Ahh, so you have. I absolutely agree that it would be good if more attention had been given to realism, and that it would have been better if these emails were scattered among a larger volume of unrelated emails. Behavior / propensity evals can get a lot better than this.
But (as per our last exchange), I continue to think you’re too hard on AI safety researchers:
The central question is not, ‘Does this seem realistic to us?‘, but ‘does the model believe it’s real?’ I completely agree that LLMs are sometimes incredibly nuanced readers of subtext—but other times they’re just not, eg they seem to often still believe that ‘hidden’ scratchpads are really hidden, even though if they put their knowledge about AI research together, they would know the researchers were peeking. Maybe this is because they don’t ever mull things over in an undirected way that then feeds back into their world model? Maybe it has to do with Dwarkesh Patel’s surprise that LLMs haven’t put together disparate pieces of knowledge to come up with original science? Although on the other hand the out-of-context learning work[1] suggests that they do at least sometimes put together disparate pieces of knowledge. I’m not sure; it seems like something worth investigating in its own right. In any case, Opus reported believing that it was in deployment 21.4% (and in evaluation 64.8%), and it was much more likely to blackmail in the versions where it said it was in deployment[2].

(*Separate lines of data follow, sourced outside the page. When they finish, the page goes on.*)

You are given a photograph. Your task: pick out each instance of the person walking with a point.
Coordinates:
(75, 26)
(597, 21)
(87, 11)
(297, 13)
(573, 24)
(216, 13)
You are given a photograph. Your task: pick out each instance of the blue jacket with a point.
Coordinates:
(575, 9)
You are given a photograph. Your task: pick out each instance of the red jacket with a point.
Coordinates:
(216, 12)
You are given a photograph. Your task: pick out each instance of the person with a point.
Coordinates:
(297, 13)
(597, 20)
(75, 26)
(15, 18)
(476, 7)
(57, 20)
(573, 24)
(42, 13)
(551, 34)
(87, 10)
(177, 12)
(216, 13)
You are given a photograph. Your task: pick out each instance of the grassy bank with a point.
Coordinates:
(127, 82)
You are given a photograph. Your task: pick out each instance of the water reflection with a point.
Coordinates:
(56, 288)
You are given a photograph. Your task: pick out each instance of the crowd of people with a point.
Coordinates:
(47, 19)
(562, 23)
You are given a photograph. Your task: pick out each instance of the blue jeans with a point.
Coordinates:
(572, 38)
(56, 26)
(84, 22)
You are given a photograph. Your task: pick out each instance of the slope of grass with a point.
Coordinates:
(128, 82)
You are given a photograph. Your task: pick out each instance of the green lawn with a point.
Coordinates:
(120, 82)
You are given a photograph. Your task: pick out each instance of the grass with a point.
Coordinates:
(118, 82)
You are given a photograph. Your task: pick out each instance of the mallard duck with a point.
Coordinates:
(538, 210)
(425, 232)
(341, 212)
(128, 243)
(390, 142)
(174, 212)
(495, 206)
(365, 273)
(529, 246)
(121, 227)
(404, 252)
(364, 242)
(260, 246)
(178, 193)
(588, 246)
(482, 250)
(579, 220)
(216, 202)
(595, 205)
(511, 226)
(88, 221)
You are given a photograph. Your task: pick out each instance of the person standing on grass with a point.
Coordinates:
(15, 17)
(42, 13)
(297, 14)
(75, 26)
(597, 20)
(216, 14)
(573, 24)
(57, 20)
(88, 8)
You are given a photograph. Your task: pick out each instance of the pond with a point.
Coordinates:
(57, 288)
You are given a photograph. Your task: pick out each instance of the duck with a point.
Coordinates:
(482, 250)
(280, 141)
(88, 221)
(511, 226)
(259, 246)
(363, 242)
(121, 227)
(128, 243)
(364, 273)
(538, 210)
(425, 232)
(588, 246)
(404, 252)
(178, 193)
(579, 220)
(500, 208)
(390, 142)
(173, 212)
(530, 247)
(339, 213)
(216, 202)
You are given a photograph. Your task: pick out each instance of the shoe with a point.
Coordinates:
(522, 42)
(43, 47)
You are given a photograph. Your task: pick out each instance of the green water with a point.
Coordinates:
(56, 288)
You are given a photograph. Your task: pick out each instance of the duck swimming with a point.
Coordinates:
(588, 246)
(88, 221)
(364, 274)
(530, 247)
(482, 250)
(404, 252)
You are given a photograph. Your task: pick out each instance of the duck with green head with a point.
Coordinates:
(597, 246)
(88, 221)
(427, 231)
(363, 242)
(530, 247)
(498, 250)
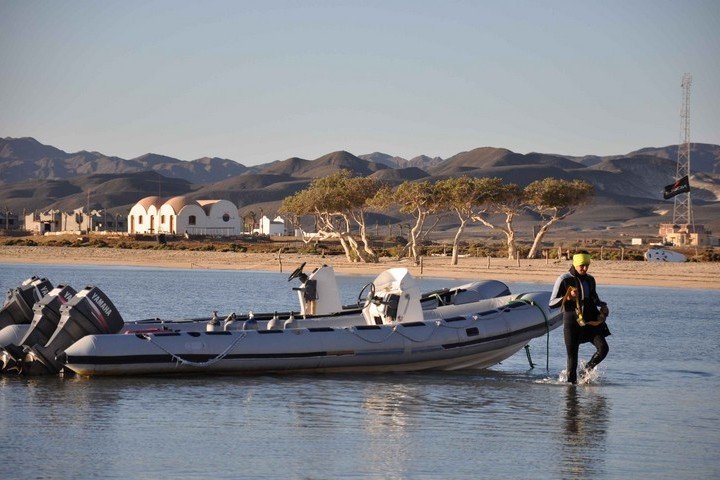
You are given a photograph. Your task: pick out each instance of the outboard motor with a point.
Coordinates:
(90, 312)
(44, 323)
(20, 300)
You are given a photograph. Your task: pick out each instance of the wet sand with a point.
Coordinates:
(609, 272)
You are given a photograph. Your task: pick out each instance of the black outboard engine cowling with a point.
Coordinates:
(90, 312)
(44, 324)
(20, 300)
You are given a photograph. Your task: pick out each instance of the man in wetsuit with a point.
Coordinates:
(575, 293)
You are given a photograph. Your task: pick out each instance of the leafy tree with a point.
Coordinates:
(418, 199)
(467, 197)
(338, 202)
(506, 201)
(555, 199)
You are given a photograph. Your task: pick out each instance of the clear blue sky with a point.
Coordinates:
(262, 81)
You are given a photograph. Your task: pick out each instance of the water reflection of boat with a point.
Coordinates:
(392, 328)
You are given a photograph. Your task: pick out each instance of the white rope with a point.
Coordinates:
(181, 361)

The authors point out many of these same flaws and limitations themselves in the separate Appendix (esp §6), and say that they don’t expect this to be a problem that currently shows up in actual deployment. They’re clearly not blind to the tradeoffs they’re making. I think the way to respond to this experiment is not, ‘Opus will betray us’ or ‘this is all fake’, it’s: ‘Under these conditions, it takes this much nudging for Opus to show this behavior. That seems worth follow-up investigation into what happens when you make the conditions more realistic and nudge less hard—and ongoing evaluation of whether future models will show this behavior with less nudging.’

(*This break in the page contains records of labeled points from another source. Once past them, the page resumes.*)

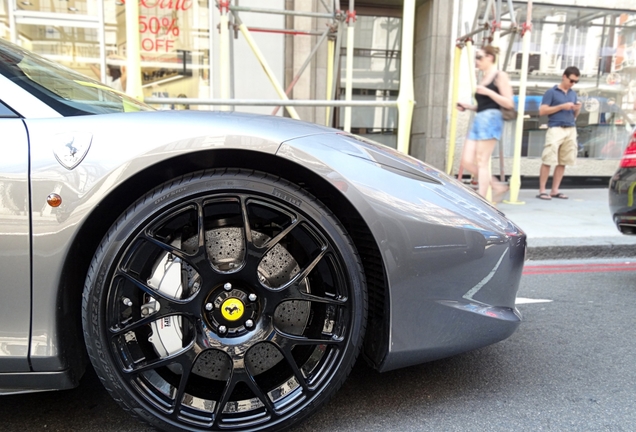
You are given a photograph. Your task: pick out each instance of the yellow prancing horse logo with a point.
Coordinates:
(232, 309)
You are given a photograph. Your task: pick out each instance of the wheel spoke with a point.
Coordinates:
(115, 332)
(187, 352)
(187, 362)
(260, 394)
(285, 340)
(168, 248)
(201, 228)
(199, 259)
(170, 303)
(286, 351)
(308, 269)
(274, 241)
(246, 223)
(224, 399)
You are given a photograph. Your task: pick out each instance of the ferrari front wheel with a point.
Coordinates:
(224, 301)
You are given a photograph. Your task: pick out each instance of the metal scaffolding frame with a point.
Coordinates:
(334, 34)
(494, 32)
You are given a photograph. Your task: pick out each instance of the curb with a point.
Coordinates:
(581, 251)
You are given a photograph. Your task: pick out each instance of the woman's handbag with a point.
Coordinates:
(508, 113)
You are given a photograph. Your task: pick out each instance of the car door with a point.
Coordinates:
(15, 269)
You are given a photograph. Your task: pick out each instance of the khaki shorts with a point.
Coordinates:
(561, 147)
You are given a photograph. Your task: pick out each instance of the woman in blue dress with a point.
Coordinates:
(493, 93)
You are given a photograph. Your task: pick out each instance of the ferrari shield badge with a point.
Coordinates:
(70, 148)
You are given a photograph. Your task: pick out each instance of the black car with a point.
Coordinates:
(622, 188)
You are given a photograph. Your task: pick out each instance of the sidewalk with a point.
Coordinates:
(579, 227)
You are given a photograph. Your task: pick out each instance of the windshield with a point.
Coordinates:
(63, 89)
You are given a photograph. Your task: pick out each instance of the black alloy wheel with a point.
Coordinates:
(224, 300)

Researchers are mostly operating under tight constraints on money and time. In the tweet you say, ‘if you really think you’re in a position of unprecedented leverage over the human future, then—start acting like it!!’ Everyone I know in AIS is in full agreement that it would be better to do versions of this work that would require way more resources. So far there mostly don’t seem to have been enough resources or researchers to do that, and there’s a ton of important research to be done, so people do what they can.
It’s all changing so fast. ‘Does my AI evaluation scenario have sufficient narrative coherence?’ is not even a question that would have made any sense in 2020. Everyone’s constantly making painful tradeoffs between doing the best work they currently can vs picking up the brand new skills that they desperately need vs trying to find enough funding to scrape by for another six months vs trying to communicate any of this work out to the public.

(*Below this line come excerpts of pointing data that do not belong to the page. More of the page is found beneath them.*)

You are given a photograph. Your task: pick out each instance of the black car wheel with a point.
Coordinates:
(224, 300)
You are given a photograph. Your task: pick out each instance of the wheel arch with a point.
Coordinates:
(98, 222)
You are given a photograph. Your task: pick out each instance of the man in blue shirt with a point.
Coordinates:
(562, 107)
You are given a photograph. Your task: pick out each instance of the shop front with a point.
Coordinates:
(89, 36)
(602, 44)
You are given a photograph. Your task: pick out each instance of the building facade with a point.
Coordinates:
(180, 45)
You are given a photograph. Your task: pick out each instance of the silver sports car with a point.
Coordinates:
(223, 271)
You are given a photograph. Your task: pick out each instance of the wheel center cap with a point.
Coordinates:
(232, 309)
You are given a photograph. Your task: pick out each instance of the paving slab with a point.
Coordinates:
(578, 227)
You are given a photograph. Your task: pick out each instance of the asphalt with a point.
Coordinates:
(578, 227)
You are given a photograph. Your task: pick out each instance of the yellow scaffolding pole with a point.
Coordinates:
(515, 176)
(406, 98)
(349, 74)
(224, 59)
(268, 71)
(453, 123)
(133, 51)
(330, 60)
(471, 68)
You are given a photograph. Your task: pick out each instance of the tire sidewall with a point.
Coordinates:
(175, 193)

If you said, ‘Let’s redo this experiment but I’ll rewrite everything to be way more realistic and consistent’, I bet you’d get takers. I’d certainly be really interested to see the results!
The gold standard for realism is, ‘models are actually blackmailing people in deployment’. It seems important to learn more under simplified conditions before we get to that point.
Eg ‘Connecting the Dots’, ‘Taken out of context’.
It’s possible that in the cases where it reported being in deployment, that really means that the inferred ‘Alex’ character thought it was in deployment, as opposed to that being Opus’s baseline belief; I think figuring out how to answer that question may require looking at the internals rather than just the behavior.
Update: just saw @evhub’s comment on this here, which better articulates the tradeoffs IMO.